Bütün bunların arasında dua nerede duracak?
Öncelikle sen elinden gelen her şeyi yapacaksın. Zulme karşı olacaksın. Zalim sultana zalim demeden Müslüman olamazsın. Müslüman kardeşin orada zulüm altındayken sen burada oturamazsın. Burada dua bence naiflik olur. Çok somut bir şey var karşınızda. Uhuda bakın, hendeğe bakın, bedire bakın, Hz. Muhammed’e bakın. Onlar o zaman güce mi inanıyorlardı? Çok az insandı sahabe. Kurana göre oku atan sen değilsin, sen imanla oku atarsan okun sahibi de benim diyor Allah. Sen oku at ben tuttururum diyor.
Türkiye Filistin için somut bir şeyler yapabilir mi?
Türkiye’nin somut adımlar atabilmesi için öncelikle insanlığın gerçeği olan, savaş ekonomisi için gerekli olan tarım toplumuna dönmesi gerekir. Modern dünyaya inat tarım toplumu olmalıyız. Marsa gidersin, uzaya gidersin, ama dünyada bir bardak temiz su bulamazsan Japon'un robotu, silahı hiçbir şey ifade etmez, hiçbir işe yaramaz. Bir bardak su bulamayınca iki robot verirler ama bu kez karşılığında bir litre su isterler. Bu şekilde kandırıldık hep.
Hani hep denir ya Türkiye Amerika’nın jandarmasıdır, orta doğuda jandarmadır. Bütün bunlardan arınıp tek başına bağımsız bir jandarma ülke olabilirse, direk savaş ekonomisine yönelebilirse kan dökmeye meyilli, geleni kovan bir medeniyet olmaya tekrar başlarsa, Moğolları, haçlı seferlerini kovduğu gibi kovarsa daha somut adımlar atacağını düşünüyorum.

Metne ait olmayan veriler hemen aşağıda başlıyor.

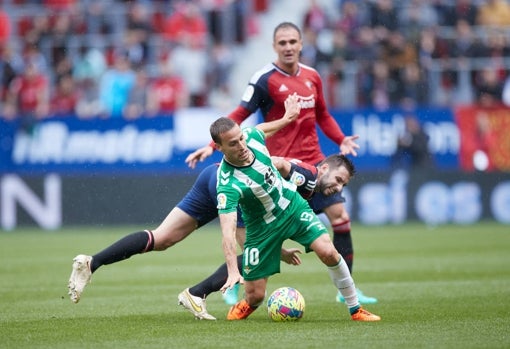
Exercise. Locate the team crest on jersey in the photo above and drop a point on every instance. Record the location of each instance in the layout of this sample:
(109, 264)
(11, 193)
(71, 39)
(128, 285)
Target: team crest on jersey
(222, 201)
(269, 177)
(297, 178)
(248, 93)
(224, 177)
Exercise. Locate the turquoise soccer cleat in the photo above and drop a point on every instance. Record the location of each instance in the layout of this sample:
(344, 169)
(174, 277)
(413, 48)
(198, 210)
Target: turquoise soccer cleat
(230, 296)
(361, 297)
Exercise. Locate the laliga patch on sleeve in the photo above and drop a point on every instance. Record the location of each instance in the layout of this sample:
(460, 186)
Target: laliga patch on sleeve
(297, 178)
(222, 201)
(248, 93)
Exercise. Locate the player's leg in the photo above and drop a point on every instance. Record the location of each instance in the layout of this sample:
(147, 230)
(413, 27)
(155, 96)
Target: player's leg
(176, 226)
(341, 277)
(213, 282)
(198, 207)
(342, 240)
(255, 291)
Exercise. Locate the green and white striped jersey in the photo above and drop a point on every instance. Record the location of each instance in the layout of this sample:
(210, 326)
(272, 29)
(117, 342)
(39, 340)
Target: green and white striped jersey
(259, 188)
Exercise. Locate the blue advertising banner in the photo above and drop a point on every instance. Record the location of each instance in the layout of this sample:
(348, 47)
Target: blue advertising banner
(160, 145)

Birde ordumuzun kitap okumayı bırakması lazım, subaylarımız çok entelektüeller, hepsi kitap okuyor, bilimle ilgileniyor. Ordumuzun tekrar bir Moğol ordusu olması lazım, yani mümkünse kitap okumamış, okuma yazması olmayan, savaş sanatını hatırlamış bir ordu olması lazım tekrar ki hayatta kalabilelim, türümüz ayakta kalabilsin.
Hükümet bağırıp çağırıyor, ültimatom veriyor, sesini yükseltiyor İsrail’e karşı ama bunlar yetersiz. Sonunu düşünmeden, çok somut bir şekilde savaş açılması gerekir. Türkler hangi işe sonunu düşünerek giriştiler ki, bir girsinler bakalım sonu ne olacak. En fazla yeniliriz ve ölmüş oluruz, zaten bu toplum ölmüş! En fazla yenilirsek esir düşeriz, zaten bu toplum kapitalizme esir! Gözle görülür bir şekilde, eli bağlı esir oluruz. Ama kazanırsak, güzel yarınlar bizi bekliyor olacak, farklı şeyler olacak. Ben bu anlamda savaş istiyorum ki bahane hazır. Bahane aramaya gerek yok, zulüm var. Gözü kara bir şekilde birilerinin paldır küldür savaşması lazım.